3. With the exception of Figure 3, the presentation of the results is confusing. I suggest that the tables and bar graphs also need to display as Figure 3 (i.e. clearly indicated the negative and/or positive control group).

#authors: Indeed this presentation can be a little confusing at first as the results are presented in fold change of the control group, therefore the control group always equal to 1 is not shown. To lighten the figures, already containing a lot of information, we decided not to include the negative control group which enables the reader to focus on the essential information.
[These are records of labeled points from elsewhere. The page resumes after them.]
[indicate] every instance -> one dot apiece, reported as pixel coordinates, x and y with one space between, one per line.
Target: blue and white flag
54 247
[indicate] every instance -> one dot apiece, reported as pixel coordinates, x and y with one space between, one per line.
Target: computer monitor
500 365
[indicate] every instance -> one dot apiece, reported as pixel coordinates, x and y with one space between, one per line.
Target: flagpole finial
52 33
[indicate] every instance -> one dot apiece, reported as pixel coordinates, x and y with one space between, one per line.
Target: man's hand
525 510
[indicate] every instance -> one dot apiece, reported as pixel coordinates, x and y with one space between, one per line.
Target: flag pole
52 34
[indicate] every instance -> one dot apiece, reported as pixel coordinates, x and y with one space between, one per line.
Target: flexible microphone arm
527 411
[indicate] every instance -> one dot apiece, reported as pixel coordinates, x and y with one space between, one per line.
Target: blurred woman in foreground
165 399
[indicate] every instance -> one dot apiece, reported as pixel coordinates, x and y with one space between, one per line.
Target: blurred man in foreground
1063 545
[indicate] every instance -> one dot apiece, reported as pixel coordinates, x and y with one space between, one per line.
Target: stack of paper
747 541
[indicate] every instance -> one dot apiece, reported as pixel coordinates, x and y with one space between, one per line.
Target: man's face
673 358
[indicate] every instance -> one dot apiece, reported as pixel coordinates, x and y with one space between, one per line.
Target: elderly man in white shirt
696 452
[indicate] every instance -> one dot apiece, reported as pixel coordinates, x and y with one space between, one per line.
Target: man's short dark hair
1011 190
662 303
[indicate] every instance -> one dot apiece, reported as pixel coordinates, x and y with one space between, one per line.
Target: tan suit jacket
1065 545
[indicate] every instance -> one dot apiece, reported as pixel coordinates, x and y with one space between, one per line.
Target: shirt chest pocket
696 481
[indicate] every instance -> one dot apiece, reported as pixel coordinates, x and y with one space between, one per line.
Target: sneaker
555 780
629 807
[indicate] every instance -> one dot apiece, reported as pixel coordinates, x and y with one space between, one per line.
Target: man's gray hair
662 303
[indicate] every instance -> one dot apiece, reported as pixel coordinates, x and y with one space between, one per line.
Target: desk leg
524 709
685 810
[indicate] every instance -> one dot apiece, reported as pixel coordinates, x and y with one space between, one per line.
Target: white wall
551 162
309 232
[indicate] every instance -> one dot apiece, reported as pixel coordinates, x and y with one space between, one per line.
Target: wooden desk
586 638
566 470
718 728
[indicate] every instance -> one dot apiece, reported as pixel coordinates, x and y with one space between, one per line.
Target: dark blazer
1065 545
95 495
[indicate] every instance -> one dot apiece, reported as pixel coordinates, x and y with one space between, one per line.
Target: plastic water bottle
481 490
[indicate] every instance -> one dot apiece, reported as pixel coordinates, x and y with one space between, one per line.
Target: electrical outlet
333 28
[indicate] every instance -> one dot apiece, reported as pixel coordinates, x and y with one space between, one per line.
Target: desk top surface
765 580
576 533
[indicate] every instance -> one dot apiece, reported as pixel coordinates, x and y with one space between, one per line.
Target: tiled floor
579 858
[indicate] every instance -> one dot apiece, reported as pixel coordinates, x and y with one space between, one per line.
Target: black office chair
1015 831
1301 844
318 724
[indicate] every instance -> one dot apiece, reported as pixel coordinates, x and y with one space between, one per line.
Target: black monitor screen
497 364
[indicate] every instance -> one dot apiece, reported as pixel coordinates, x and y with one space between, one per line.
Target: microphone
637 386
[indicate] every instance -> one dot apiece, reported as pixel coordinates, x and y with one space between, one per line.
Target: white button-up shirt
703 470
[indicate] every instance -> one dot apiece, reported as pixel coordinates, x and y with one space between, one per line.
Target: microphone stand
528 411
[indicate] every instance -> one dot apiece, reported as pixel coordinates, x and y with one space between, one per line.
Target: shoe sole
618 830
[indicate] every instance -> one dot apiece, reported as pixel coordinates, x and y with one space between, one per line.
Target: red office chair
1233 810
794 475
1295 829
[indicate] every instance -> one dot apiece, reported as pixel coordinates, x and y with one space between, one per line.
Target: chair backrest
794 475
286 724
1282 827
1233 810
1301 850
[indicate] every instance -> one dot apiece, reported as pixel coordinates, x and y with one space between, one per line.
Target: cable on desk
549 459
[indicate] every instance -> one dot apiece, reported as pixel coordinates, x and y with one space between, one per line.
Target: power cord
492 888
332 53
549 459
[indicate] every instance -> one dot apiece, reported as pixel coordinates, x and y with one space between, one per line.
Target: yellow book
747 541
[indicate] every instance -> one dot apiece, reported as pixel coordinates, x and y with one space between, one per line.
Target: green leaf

4. In the current manuscript, the authors repeatedly described all results in the discussion section, which is undesirable. The authors need to rewrite the section of discussion.

#authors: The discussion part has been rewritten with less description of results, more discussion items and enriched with more references.

5. Authors should examine the activation of CAR/RXR in vivo.

#authors: We are very sorry but, we don’t understand this comment as this is precisely what we did. Maybe the reviewer meant “expression of CAR”? In that case we could say that CAR does not autoinduce its own transcription when activated. Therefore, the transcription level of CAR and it’s proteic levels observed in western blotting would not be the most relevant when studying the activation of this nuclear receptor. Western blot would give us information on CAR induction but not on car activation. Therefore, we used the CAR activation marker Cyp2b10.

6. The manuscript needed to be checked by a native speaker. In particular, the abbreviations utilization is not standard.

#authors: English editing was performed

7. The X-axis units of figure 1 confuse me. Is -9 M or 10^-9 M?

#authors: -9 M correspond to 10^-9. This has been corrected in Figure 1 and changed to 10^-9 format.